A notre époque, les guerres les plus sanglantes sont civiles : l’ennemi lointain n’est jamais aussi détesté que l’ennemi proche. Elles ont deux visages : l’ethnique et le religieux. Au sud-Soudan, une guerre atroce oppose les Dinkas et les Nuers pour le contrôle du tout jeune Etat. C’est un conflit anachronique, dans une Afrique ayant surmonté le tribalisme.
Tout aussi anachronique est le fanatisme religieux des groupes islamistes opérant au Sahel, au Nigéria, au Levant, dans le Golfe, ou dans la Corne de l’Afrique. Face à la logique des Etats constitués, leur rêve d’un retour au califat du 7ème siècle n’a aucune chance de se réaliser.
Le septième visage de la guerre moderne est un visage masqué. C’est celui de la guerre qu’on ne se fait pas, par peur de destruction mutuelle assurée : la guerre nucléaire. Mais la possession de l’arme atomique peut tout changer dans les rapports de force entre Etats, comme l’a montré le dossier nucléaire iranien.
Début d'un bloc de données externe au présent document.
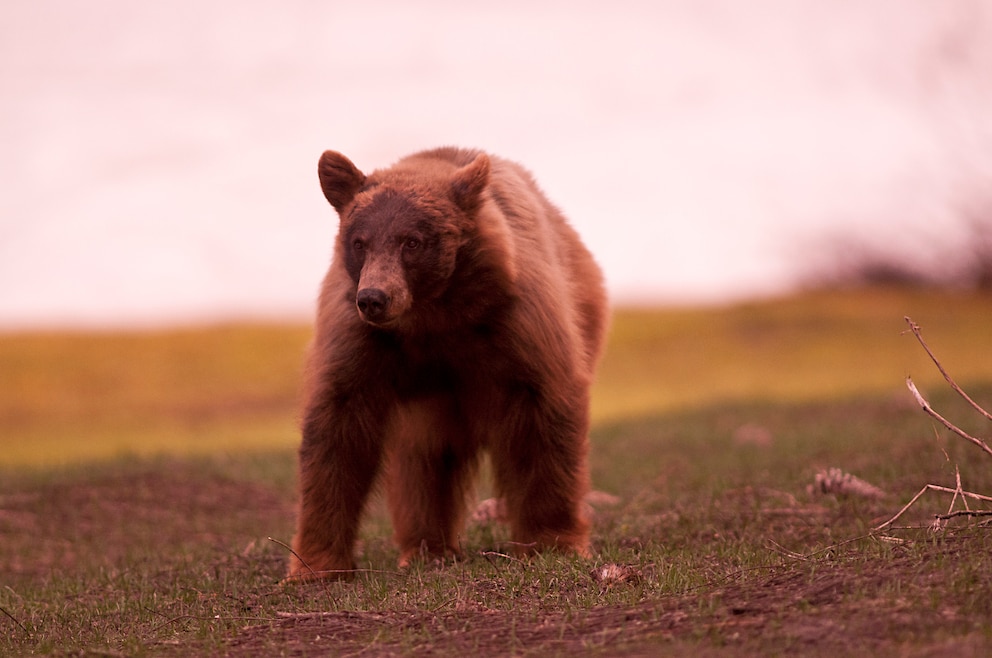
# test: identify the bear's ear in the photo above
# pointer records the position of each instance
(470, 181)
(339, 179)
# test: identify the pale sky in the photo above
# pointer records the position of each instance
(160, 158)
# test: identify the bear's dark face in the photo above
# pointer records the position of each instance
(401, 229)
(398, 253)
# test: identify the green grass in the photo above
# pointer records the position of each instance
(711, 425)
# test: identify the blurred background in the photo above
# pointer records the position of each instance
(159, 158)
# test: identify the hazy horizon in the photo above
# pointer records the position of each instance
(161, 159)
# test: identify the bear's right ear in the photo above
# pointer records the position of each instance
(339, 178)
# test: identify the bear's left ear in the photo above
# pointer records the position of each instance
(339, 179)
(470, 181)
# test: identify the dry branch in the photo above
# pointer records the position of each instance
(915, 328)
(943, 421)
(957, 492)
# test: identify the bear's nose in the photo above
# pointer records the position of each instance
(372, 303)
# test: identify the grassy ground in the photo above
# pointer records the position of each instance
(144, 474)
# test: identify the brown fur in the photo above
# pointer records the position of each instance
(460, 313)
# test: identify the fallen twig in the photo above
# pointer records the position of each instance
(964, 512)
(932, 487)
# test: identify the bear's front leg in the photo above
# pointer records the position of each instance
(539, 462)
(339, 459)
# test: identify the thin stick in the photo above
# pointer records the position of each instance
(932, 487)
(14, 619)
(963, 512)
(943, 421)
(915, 328)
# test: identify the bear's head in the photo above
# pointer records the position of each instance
(401, 229)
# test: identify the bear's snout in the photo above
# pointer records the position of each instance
(372, 304)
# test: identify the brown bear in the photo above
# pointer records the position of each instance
(461, 314)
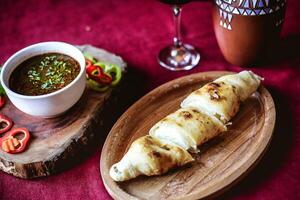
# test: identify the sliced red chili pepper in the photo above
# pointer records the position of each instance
(2, 100)
(11, 144)
(88, 63)
(5, 123)
(96, 73)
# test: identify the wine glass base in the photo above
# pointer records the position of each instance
(184, 57)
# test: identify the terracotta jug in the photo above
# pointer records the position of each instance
(248, 30)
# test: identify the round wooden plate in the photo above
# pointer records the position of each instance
(221, 162)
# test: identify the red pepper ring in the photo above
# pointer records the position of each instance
(8, 123)
(10, 144)
(96, 73)
(88, 63)
(2, 100)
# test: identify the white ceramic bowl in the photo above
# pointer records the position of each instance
(52, 104)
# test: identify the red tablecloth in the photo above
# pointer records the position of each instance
(136, 30)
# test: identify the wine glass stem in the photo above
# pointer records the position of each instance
(177, 18)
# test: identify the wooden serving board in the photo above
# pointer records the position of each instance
(56, 142)
(220, 163)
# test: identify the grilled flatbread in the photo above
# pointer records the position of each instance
(216, 99)
(246, 83)
(187, 128)
(204, 115)
(149, 156)
(221, 98)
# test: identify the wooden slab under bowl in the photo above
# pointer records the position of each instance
(58, 141)
(221, 162)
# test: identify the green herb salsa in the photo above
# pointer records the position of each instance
(43, 74)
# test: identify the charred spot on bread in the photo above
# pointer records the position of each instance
(156, 154)
(165, 147)
(186, 114)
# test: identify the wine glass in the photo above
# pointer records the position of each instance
(178, 56)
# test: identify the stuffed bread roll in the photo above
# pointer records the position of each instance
(187, 128)
(246, 83)
(216, 99)
(221, 98)
(149, 156)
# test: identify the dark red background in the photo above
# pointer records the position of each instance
(136, 30)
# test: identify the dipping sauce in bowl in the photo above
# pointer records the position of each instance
(44, 79)
(43, 74)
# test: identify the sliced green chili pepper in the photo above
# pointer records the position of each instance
(89, 57)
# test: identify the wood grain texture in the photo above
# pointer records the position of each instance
(57, 141)
(221, 162)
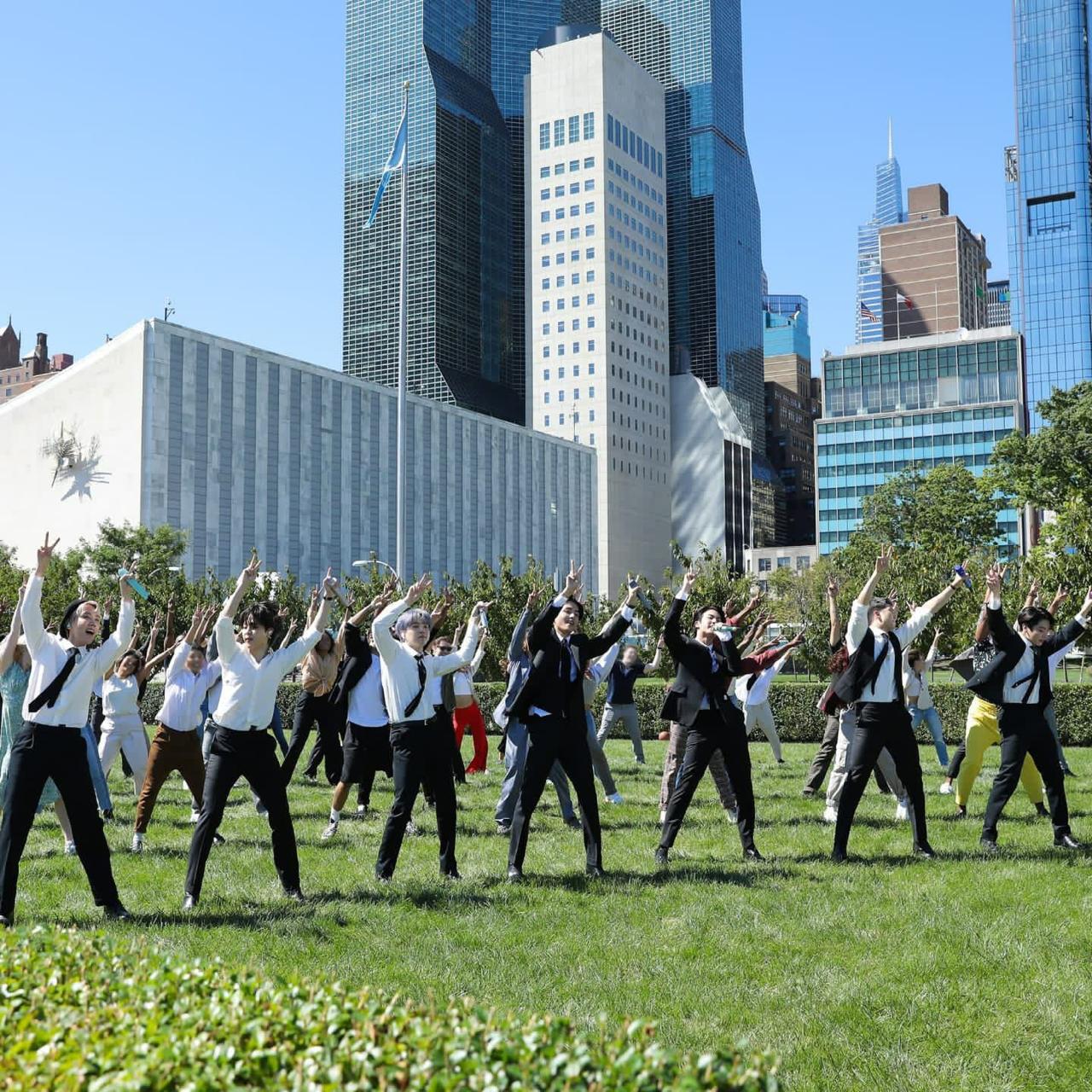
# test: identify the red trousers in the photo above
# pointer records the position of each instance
(470, 717)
Mais le visage de la guerre classique entre Etats s’est estompé. Elle aurait pu ressurgir en Asie du sud-est, comme conséquence de l’expansionnisme maritime chinois. Or le sommet fructueux de Séoul du 2 novembre 2015, entre les leaders du Japon, de Chine et de Corée, comme la visite du président chinois Xi Jinping à Hanoï du 5 et 6 novembre, en éloignent la perspective. Heureusement car, depuis le XXème siècle, les conflits entre Etats de puissance comparable sont des guerres totales – les plus meurtrières.
A regarder la télévision, nous nous croyons entourés de guerres, sans savourer le plaisir de vivre dans un monde en réalité dominé par la paix.